MICHAEL MANN: 'MIAMI VICE'
Iain Blair
Issue: August 1, 2006

MICHAEL MANN: 'MIAMI VICE'

HOLLYWOOD — When director Michael Mann decided to make Miami Vice his next feature film after his hit Collateral, it was a case of something old and something very new. Old, because the four-time Oscar-nominated Mann, whose credits include The Insider, Heat and Ali, first made his name directing this seminal and influential TV series back in the mid-'80s. New, because the writer/producer/director, who is well known as a demanding perfectionist, decided to shoot the feature film project using the very latest HD camera systems, the set-up he'd first pioneered on Collateral

As he puts it, "It's the only technology out there" that would allow him to translate the gritty, visceral Miami Vice images he had in his head onto the big screen, which in turn necessitated new production and post approaches.

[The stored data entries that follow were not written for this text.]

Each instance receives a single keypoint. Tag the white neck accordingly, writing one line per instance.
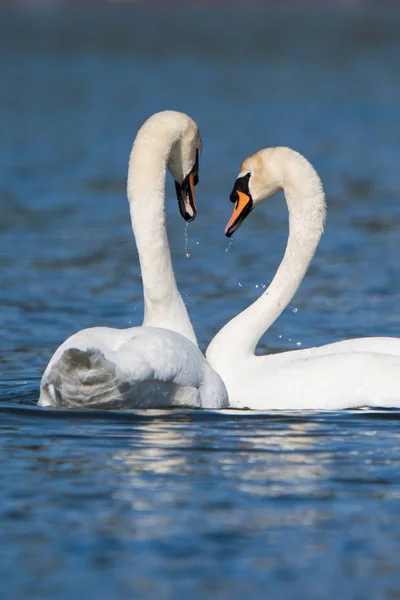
(163, 305)
(307, 209)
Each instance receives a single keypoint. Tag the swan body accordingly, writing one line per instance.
(159, 364)
(349, 374)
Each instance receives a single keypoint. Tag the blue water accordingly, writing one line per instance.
(190, 504)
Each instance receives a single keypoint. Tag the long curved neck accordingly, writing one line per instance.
(163, 305)
(306, 204)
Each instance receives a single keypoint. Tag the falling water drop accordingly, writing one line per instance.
(187, 254)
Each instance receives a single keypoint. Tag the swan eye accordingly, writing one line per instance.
(241, 185)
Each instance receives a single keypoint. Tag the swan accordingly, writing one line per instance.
(159, 364)
(348, 374)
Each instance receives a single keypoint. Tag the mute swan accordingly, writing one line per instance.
(159, 364)
(348, 374)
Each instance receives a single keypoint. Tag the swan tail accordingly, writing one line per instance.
(80, 379)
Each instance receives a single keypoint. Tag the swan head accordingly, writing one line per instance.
(184, 167)
(258, 179)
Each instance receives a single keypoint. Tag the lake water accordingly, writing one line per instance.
(192, 504)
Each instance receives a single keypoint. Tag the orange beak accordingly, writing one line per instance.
(242, 208)
(186, 196)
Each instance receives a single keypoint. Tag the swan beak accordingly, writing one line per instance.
(243, 207)
(186, 197)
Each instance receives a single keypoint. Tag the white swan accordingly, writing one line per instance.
(348, 374)
(159, 364)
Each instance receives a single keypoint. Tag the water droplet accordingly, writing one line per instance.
(187, 254)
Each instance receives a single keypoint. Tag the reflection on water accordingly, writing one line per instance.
(178, 504)
(166, 504)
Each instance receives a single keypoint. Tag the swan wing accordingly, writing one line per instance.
(326, 382)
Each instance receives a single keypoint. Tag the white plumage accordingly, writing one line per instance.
(349, 374)
(159, 364)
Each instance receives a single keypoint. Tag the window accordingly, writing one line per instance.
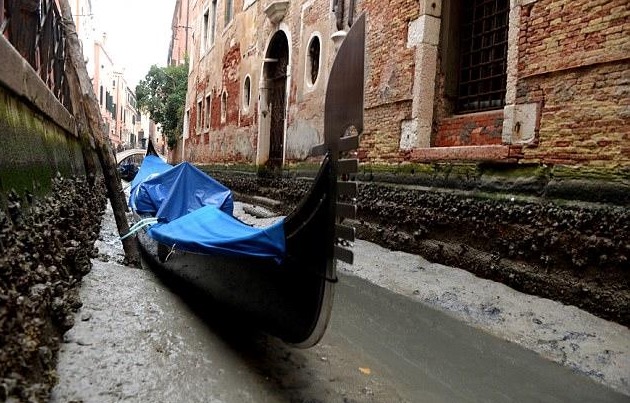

Mann, who also wrote the script, is quick to stress that those gritty images are "a long way" from the sunny vibe and pastel shades of the popular TV series. "The proposition that really became really exciting was the idea of really getting into undercover work, and what it does to you, what you do to it, and the whole idea of living a fabricated identity that's actually just an extension of yourself, and doing it in 2006 — right now," he notes. "You're not gonna have crocodiles or alligators, you're not gonna have sailboats, you're not gonna have nostalgia. And you're gonna do it for real as a big picture, and it's gonna be R-rated because you do dangerous work in difficult places, where bad things happen. You have relations with women, there's sexuality, there's language, and that became an exciting proposition."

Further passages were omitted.